It seemed the bath was unavoidable tonight.

From outside the door, I could see the warm amber light glowing, steam billowing and fogging the glass window. The faint sound of rushing water was audible—the tap was turned on high.

I went back to her room, poured another glass of hot water, and placed some acetaminophen on the bedside table (the most commonly used antipyretic in clinical practice, very safe with few adverse reactions). I had brought it back from the hospital.

After making sure the air conditioner and heater were working properly, I finally felt a bit relieved.

The drunkenness still hadn't subsided, and drowsiness was creeping in. I glanced at the time—it was already 2 a.m.

Kusanagi's voice came from the bathroom, "Miss Nozawa."

"What's wrong?" I was worried about her fever and hadn't left the doorway.

The girl inside let out an intentionally disdainful sigh. "You should go take a bath too. You reek of alcohol."

"...Alright." I felt slightly sullen and sniffed my own scent, my cheeks growing warm. Was it that obvious? I only had a few drinks...

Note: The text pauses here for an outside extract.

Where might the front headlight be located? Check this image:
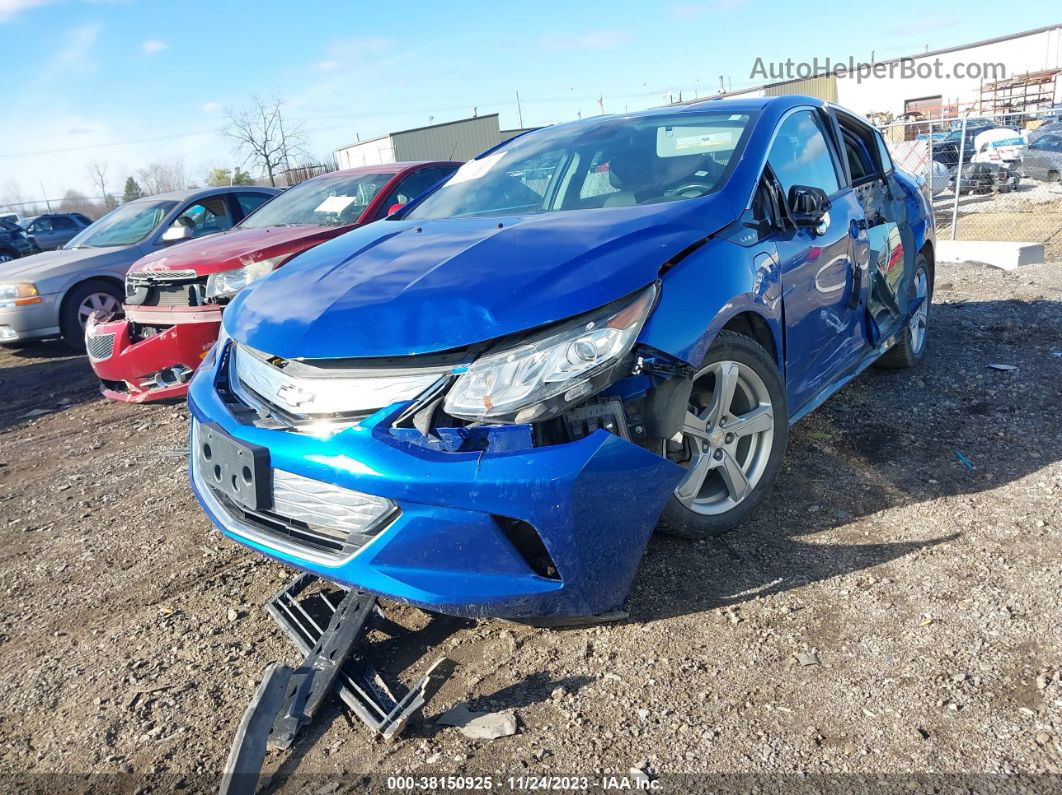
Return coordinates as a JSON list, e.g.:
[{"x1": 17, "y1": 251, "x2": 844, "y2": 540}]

Hearing the woman's departing footsteps, the girl in the bathroom silently tightened the faucet, her slender shoulders dripping wet.

She stared at herself in the mirror for a while, her gaze sliding over her slightly flushed shoulders, lips, and other areas. She pursed her lips, making them redder, and the tips of her ears turned red as well.

The girl fell silent. She hastily dried herself, took the white tank top she had changed out of before the bath from the laundry basket, and was about to put it on when she paused.

She tossed the white tank top back into the laundry basket and returned to her room wrapped only in a towel.

I took a quick shower, nearly falling asleep in the process. The increased blood circulation, racing heartbeat, and steam brought the alcohol's effects surging back, leaving me lightheaded and dizzy.

In my dazed state, my mind was unusually active. Fragmented images flashed by unexpectedly—the girl's pale arms and thighs appearing without warning.

Her soft nape, with its adorable fine hairs, neatly arranged in a cluster.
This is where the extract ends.